New Delhi: An FIR is not an encyclopaedia of facts, the Supreme Court observed on Friday as it rejected the contention of the four Nirbhaya gang-rape convicts that there was delay in lodging of the FIR in the December 2012 crime, and their names were not mentioned in the initial police report.

Finding no fault with the time taken in lodging of the FIR, the bench of Justice Dipak Misra, Justice R. Banumathi and Justice Ashok Bhushan said: “Even assuming for the sake of argument that there is delay, the same is in consonance with natural human conduct.”

The court said this while upholding the death sentence of the four convicts – Mukesh, Pawan, Vinay Sharma and Akshay Thakur – in the December 16, 2012 Nirbhaya gang rape case.

Saying it has no “hesitation in arriving at the conclusion that there was no delay in lodging of the FIR”, the court in its judgment said: “The sequence of events is natural and in the present case the victim was seriously injured and was in a critical condition, and it has to be treated as a natural conduct that giving medical treatment to her was of prime importance.”

The court also rejected the contention on behalf of the convicts that the FIR of the incident did not have the names of the accused (now convicts) persons.

“It has to be kept in mind that it is settled law that FIR is not an encyclopaedia of facts and it is not expected from a victim to give details of the incident either in the FIR or in the brief history given to the doctors,” said the judgment.

“FIR is not an encyclopaedia which is expected to contain all the details of the prosecution case; it may be sufficient if the broad facts of the prosecution case alone appear,” the court said, adding that if any overt act is attributed to a particular accused among the assailants, it must be given greater assurance.
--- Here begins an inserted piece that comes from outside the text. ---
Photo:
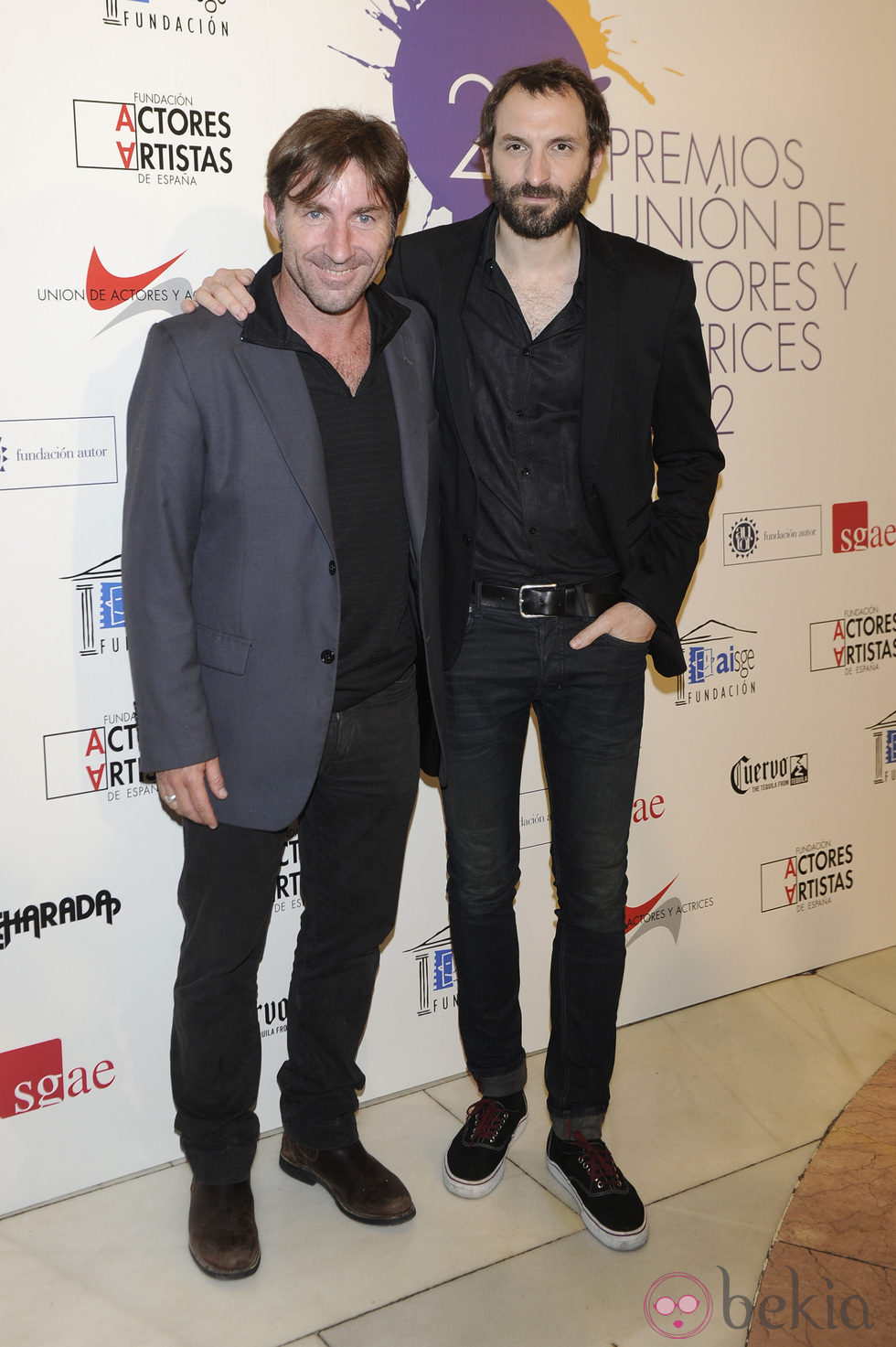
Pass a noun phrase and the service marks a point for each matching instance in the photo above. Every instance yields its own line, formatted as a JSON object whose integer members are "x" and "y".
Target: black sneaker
{"x": 475, "y": 1160}
{"x": 608, "y": 1203}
The court said omission of the names of the accused in the FIR has to be considered in the backdrop of the entire factual scenario, the materials brought on record and objective weighing of the circumstances.

“The impact of the omission, … , has to be adjudged in the totality of the circumstances and the veracity of the evidence. The involvement of the accused persons cannot be determined solely on the basis of what has been mentioned in the FIR,” the judgment said.